An audio watermarking technology offers means to open digital communication channels within audio content. Given this technology, the question remains as to the nature of the data that is carried by the watermarks. As we recall, the typically limited data rate of such channel suggests that the transmitted data be the shortest possible. This leads towards rather rigid data structures that will be a direct function of the watermarks' purpose. Additionally, we recall that the choice of a (set of) Watermark Layer(s) will typically be driven by the application's expected environment.


Many concerns ranging from proof of ownership and copyrights to usage monitoring and royalty tracking call for Watermark Data that identifies the content that carries it. Such a watermark would typically be embedded within the content at the last stage of production, insuring that all further copies are marked with the same identification tag. Whether these tags are based on codes that are currently in use (IWRC, ISWC) or not, they should be registered and administrated appropriately in order to avoid risks of collusion and to identify clearly who the proper rights holders are.
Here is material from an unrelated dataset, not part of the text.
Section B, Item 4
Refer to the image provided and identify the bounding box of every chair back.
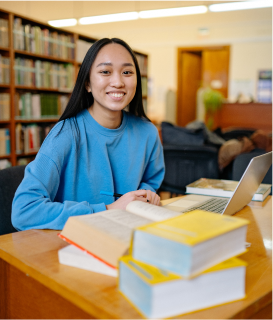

Monitoring the usage of a song (either for royalty purposes or others) will also typically rely on the deployment of monitoring stations. These stations should be able to extract such content identification tags from all watermarked content, regardless of their sources. Therefore, the appropriate Watermark Layer(s) should not be private.
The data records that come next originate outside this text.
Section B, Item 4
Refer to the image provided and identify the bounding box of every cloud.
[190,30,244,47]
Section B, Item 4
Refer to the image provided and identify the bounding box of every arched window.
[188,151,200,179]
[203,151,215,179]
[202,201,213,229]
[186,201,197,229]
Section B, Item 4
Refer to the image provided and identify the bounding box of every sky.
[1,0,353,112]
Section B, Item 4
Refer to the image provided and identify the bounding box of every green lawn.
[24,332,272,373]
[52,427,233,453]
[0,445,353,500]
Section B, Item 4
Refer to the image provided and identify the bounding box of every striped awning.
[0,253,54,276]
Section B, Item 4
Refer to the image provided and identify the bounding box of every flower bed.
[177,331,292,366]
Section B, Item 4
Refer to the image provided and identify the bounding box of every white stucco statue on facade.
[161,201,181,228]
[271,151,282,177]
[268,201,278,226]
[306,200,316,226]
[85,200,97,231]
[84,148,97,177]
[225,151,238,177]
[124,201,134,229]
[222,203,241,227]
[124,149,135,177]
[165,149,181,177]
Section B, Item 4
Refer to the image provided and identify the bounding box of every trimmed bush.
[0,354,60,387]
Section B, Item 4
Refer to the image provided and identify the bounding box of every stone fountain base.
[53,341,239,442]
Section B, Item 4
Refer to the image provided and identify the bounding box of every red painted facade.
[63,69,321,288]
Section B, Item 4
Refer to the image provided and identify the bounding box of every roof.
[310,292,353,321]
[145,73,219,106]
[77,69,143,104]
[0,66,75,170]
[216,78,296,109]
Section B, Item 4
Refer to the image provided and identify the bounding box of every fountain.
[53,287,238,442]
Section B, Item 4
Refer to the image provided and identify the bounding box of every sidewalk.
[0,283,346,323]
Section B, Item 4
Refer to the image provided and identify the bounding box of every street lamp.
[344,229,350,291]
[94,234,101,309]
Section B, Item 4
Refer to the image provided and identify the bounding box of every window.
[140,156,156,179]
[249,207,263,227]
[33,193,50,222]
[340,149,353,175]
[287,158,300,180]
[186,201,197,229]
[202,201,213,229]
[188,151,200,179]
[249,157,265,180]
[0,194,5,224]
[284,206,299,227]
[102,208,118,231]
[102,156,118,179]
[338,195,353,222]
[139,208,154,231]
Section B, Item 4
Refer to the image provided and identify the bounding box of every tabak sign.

Audio watermarks can also serve to trace a specific chain of distribution. For instance, a content distributor may chose to serialize copies of the same content in order to identify the source (i.e. the distributor) and/or the recipient of a specific copy through a transaction identifier as Watermark Data. While such a watermark may not actively prevent the recipient from making pirated copies, it will serve as a great forensic tool that can trace all subsequent pirated copies back to the original recipient. Such transactional Watermark Data will serve as a piracy deterrent.

There is no incentive for all content distributors to agree on a unique structure for these watermarks. In fact, many distributors may wish to retain complete control over this watermarking stage, which will take place within their distribution scheme. Private Watermark Layers are especially well suited for this kind of application.


When the deterring power of a forensic tool is not sufficient, audio watermarking can also serve within more active security solutions. The idea is simply to use the watermarks' persistent data channel as a means to transmit usage rules to compliant components and devices. These compliant components may include players, recorders and any other tool that is designed to manage or manipulate audio content.

Usage Control Watermarks should be extracted by a potentially large number of compliant components. As a result, the Layers that carry them cannot be private. The embedding of such watermarks can take place at various stages within the chain of distribution. The appropriate time and circumstances for this embedding stage will be functions of the policies that are enforced within the embedded usage rules.


Finally, the three previous types of watermarks do not bind the extent of audio watermarking applications. Many other remain, ranging from consumer awareness and marketing to toy applications and ratings.


Audio watermarking is a persistent data channel within audio content. It should survive through various format changes and manipulations (either legitimate or not) of the audio material, as long as the content retains some commercial potential. Additionally, it should do so without introducing any perceivable audio artifacts.

Its naturally limited data rate suggests that this communication channel should be used in conjunction with carefully designed Watermark Data. This data is preferably small, as shorter watermarks will be repeated more frequently throughout the content.

The purpose of a watermarking stage will typically dictate the nature of this Watermark Data while the appropriate Watermark Layer will typically take into account the environment of the application and its associated threats.